The betrayal of religion is downright diabolical in O’Connor’s view, and so it is portrayed in her fiction. For her, the crucial choice facing each of us is between the “lost” life with Christ and the worldly “saved” life without him. Thus, the most fiendish of temptations is to offer a saved, worldly life, but to offer it under the guise of being generically “Christian,” though with no Christ content whatsoever.

In this connection [author Paul] Elie describes a type of character that appears over and over again in O’Connor’s stories: “the middle-aged busybody who knows exactly what she thinks, who sees all and understands nothing.” One example is the character of Mrs. May in the story “Greenleaf.” At one point Mrs. May comes upon Mrs. Greenleaf in the woods, murmuring over and over again, “Jesus, Jesus, Jesus.” O’Connor wrote: “Mrs. May winced. She thought the word, Jesus, should be kept inside the church building, like other words inside the bedroom.
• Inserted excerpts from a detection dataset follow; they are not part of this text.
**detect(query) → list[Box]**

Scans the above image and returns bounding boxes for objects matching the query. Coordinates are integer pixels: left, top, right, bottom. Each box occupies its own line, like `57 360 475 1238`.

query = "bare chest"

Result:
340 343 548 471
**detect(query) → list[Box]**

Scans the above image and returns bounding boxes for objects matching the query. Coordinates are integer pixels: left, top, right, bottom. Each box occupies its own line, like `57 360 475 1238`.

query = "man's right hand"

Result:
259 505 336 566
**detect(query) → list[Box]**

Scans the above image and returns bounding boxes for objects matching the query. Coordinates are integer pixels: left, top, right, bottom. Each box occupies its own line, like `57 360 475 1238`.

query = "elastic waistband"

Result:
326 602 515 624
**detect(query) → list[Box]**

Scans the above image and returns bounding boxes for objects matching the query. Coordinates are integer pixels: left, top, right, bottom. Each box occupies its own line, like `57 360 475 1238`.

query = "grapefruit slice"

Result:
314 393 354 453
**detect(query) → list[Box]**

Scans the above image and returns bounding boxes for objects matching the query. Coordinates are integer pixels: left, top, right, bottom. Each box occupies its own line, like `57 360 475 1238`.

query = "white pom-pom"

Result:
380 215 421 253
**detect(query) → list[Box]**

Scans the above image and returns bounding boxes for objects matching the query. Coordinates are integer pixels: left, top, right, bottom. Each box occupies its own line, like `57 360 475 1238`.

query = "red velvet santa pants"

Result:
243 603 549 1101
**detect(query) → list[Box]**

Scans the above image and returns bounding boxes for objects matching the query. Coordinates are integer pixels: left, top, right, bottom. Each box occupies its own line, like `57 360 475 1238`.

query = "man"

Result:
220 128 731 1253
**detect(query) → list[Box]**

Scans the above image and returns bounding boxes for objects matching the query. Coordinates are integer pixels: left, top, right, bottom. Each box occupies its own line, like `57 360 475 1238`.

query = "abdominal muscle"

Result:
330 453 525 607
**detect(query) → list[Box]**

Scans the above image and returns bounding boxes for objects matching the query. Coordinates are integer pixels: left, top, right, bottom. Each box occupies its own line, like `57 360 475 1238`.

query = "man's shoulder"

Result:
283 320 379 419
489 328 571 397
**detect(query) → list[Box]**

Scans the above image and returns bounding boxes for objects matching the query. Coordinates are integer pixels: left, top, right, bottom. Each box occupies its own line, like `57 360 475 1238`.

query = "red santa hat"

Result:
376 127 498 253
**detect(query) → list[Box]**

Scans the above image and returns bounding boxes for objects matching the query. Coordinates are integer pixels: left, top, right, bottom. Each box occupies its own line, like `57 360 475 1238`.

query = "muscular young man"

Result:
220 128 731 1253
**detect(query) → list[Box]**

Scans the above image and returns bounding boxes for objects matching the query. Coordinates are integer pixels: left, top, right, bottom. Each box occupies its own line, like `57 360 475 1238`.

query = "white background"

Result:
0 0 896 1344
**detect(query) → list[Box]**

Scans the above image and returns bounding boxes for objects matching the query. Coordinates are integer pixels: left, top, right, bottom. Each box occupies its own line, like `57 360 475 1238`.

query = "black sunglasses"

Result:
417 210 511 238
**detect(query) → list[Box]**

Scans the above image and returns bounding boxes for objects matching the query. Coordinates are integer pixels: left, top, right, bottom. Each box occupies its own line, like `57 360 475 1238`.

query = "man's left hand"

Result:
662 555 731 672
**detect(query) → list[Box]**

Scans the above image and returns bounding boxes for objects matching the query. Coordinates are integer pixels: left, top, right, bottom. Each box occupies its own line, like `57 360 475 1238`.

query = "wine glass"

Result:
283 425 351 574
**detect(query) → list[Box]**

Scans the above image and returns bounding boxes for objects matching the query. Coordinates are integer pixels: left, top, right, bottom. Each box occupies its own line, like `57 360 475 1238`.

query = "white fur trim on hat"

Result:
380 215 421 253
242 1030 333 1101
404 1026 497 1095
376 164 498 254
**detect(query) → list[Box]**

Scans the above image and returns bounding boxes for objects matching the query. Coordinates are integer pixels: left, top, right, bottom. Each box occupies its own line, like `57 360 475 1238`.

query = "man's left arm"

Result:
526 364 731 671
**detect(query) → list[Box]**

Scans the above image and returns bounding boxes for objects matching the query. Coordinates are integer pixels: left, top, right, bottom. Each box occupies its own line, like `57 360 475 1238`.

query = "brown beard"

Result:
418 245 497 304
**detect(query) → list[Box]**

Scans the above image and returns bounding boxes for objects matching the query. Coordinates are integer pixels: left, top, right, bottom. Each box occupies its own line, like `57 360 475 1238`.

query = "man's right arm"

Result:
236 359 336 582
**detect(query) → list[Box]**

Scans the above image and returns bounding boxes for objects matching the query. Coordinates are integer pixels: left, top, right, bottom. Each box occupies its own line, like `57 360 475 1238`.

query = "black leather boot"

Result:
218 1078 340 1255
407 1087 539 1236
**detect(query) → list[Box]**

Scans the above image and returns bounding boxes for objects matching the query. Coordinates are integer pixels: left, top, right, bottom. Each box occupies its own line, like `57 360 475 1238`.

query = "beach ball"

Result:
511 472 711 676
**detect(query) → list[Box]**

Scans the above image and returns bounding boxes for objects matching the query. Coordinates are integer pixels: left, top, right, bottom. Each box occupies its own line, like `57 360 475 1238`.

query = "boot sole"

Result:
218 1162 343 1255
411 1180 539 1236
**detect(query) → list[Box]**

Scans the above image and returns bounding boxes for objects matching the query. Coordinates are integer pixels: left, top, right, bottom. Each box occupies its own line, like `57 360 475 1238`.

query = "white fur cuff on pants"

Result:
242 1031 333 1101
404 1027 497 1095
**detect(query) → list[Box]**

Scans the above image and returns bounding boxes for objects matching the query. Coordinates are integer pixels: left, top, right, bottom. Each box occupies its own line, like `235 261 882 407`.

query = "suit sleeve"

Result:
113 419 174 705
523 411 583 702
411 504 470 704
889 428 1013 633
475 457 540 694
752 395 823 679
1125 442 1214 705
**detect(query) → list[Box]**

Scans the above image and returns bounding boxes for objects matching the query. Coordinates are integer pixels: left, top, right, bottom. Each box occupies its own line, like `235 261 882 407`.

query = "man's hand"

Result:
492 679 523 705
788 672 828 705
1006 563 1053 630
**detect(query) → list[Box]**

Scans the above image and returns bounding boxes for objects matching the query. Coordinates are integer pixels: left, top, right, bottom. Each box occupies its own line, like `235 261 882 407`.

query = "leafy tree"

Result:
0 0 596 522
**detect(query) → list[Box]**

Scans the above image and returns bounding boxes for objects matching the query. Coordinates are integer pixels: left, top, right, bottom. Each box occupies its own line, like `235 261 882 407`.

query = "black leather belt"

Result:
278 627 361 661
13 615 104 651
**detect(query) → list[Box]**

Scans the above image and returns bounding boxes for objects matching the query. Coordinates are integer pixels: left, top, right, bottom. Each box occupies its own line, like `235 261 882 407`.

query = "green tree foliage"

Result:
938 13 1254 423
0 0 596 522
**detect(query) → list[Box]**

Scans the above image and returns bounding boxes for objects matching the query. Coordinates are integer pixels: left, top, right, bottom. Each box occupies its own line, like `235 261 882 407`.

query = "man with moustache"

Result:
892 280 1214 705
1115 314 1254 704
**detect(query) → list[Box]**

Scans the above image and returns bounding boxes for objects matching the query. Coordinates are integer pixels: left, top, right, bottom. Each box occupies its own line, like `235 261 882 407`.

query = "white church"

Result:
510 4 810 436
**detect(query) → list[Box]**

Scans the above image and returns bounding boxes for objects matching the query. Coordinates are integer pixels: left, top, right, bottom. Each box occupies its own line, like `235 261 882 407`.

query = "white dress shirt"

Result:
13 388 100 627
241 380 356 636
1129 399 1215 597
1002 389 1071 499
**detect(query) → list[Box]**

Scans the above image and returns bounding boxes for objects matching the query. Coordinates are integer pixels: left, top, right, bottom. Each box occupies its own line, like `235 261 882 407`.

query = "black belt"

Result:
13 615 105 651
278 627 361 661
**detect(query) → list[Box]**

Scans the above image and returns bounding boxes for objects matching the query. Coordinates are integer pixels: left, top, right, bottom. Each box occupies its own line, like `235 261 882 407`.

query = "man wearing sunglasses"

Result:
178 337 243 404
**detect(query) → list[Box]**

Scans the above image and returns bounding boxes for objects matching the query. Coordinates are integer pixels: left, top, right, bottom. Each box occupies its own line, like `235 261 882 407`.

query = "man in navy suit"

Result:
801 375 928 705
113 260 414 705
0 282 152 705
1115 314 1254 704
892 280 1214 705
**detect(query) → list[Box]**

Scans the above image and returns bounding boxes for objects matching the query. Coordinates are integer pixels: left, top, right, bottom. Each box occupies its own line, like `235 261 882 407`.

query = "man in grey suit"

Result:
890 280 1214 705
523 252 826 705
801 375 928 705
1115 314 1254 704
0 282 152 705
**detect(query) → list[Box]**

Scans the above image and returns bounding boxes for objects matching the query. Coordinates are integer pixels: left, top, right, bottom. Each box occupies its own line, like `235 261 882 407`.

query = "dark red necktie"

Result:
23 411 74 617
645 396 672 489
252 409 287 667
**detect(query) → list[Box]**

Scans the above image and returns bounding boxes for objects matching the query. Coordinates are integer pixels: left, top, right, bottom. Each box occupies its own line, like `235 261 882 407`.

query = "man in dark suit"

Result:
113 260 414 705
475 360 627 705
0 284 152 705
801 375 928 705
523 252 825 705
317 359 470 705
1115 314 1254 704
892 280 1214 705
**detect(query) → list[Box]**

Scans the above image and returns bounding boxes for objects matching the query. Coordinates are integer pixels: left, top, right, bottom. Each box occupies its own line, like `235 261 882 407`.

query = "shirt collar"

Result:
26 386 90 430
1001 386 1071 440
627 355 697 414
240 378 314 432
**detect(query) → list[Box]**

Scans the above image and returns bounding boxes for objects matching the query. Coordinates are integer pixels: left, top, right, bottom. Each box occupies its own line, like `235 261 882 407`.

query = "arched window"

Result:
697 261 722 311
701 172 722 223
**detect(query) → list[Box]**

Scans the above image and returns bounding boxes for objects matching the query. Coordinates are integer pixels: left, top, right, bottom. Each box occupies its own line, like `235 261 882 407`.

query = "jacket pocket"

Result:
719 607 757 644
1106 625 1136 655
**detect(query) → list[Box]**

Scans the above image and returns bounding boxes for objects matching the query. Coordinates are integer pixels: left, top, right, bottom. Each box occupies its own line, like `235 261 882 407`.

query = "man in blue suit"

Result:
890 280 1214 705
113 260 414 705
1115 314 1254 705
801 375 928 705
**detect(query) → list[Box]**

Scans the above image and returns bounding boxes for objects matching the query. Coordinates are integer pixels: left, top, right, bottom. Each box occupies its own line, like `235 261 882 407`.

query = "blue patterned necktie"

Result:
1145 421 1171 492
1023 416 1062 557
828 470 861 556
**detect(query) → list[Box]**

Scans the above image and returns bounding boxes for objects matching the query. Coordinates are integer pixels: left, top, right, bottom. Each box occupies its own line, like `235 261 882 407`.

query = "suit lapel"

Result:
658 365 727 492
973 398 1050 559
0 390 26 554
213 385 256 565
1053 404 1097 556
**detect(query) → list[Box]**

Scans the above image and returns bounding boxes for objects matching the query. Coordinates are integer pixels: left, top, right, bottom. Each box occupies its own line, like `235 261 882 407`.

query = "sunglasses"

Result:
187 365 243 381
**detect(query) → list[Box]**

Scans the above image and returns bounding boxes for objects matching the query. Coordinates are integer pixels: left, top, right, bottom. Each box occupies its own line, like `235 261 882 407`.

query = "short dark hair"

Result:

She was a good Christian woman with a large respect for religion, though she did not, of course, believe any of it was true.”

O’Connor had much to say about living together as church in the midst of modern culture, but finally we should turn to one simple statement she made about herself: “I write because I write well.” Nearly 45 years after her death, believers and unbelievers alike agree with her more than ever. She wrote well. But there is so much more than that to be said of her. One point will suffice here: How wonderfully different Flannery O’Connor was from Mrs. May. She thought that the name of Jesus, the reality of Jesus, belonged everywhere, indeed was everywhere. Regarding the Christian faith, Flannery O’Connor was the polar opposite of Mrs. May, because she, of course, believed all of it was true.

The betrayal of religion is downright diabolical in O’Connor’s view. The crucial choice is between the ‘lost’ life with Christ and the worldly ‘saved’ life without him.

Do you believe all of it is true? Then live like it. Let’s live like it together. We have no choice. The bishops aren’t going to save your faith, and the faith of your family. The priests won’t either, nor will the pastors and evangelists, nor will the Christian school teachers, nor will the popular Christian authors. At best, all of them will be fellow pilgrims who help you along the way. But if you are counting on the world — even the Christian world — to carry you against the powerful currents of the dominant anti-Christian culture, you’re lying to yourself. The Tipi Loschi in Italy like to quote G.K. Chesterton:

A dead thing can go with the stream, but only a living thing can go against it.

Look around you: you see who and what the dead things are. Let them go. Choose life. Those who aren’t choosing to live, and fighting to live, every day of every year, are resigning themselves to die. There is no middle ground, not anymore. I’m telling you the truth, Christian.